Le tribunal administratif de Caen a décidé d’annuler plusieurs arrêtés autorisant le retour à 90 km/h sur certaines routes de l’Orne. Cette mesure, qui entrera en vigueur à partir du 15 juin 2026, remet en cause 71 décisions prises en 2023 par le Conseil départemental.
Selon Actu.fr, ces arrêtés permettaient d’augmenter la vitesse maximale sur une partie du réseau routier départemental, qui compte près de 5 900 kilomètres.
Un retour en arrière contesté
Cette décision judiciaire fait suite à un recours déposé par la Ligue contre la violence routière.
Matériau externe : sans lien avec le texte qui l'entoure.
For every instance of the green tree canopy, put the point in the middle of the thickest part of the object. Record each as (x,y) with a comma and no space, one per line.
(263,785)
Elle entraîne le rétablissement de la limitation à 80 km/h sur les axes concernés, alors que 2 046 kilomètres de routes avaient été repassés à 90 km/h depuis 2020.
Le Conseil départemental de l’Orne conteste cette annulation et déplore « la remise en cause d’un travail rigoureux et concerté ».
Des critères techniques avancés par le département
Le président du Conseil départemental, Christophe de Balorre, défend les choix opérés pour sélectionner les routes concernées. « Les axes retenus avaient été sélectionnés selon des critères techniques exigeants, en cohérence avec les besoins de mobilité du territoire : accès à l’emploi, aux écoles, collèges et lycées, aux soins et aux services », explique-t-il.
Il précise également que « les axes où la vitesse maximale autorisée a été relevée à 90 km/h sont ceux qui présentent de bonnes caractéristiques géométriques, des taux d’accidents faibles et un trafic élevé : il s’agit d’itinéraires privilégiés pour les déplacements du quotidien »
De nouveaux arrêtés envisagés
Malgré cette décision, le département ne compte pas faire appel. Il annonce toutefois son intention de prendre de nouveaux arrêtés avant l’échéance du 15 juin, afin d’éviter « tout retour en arrière préjudiciable aux usagers », indique Christophe de Balorre.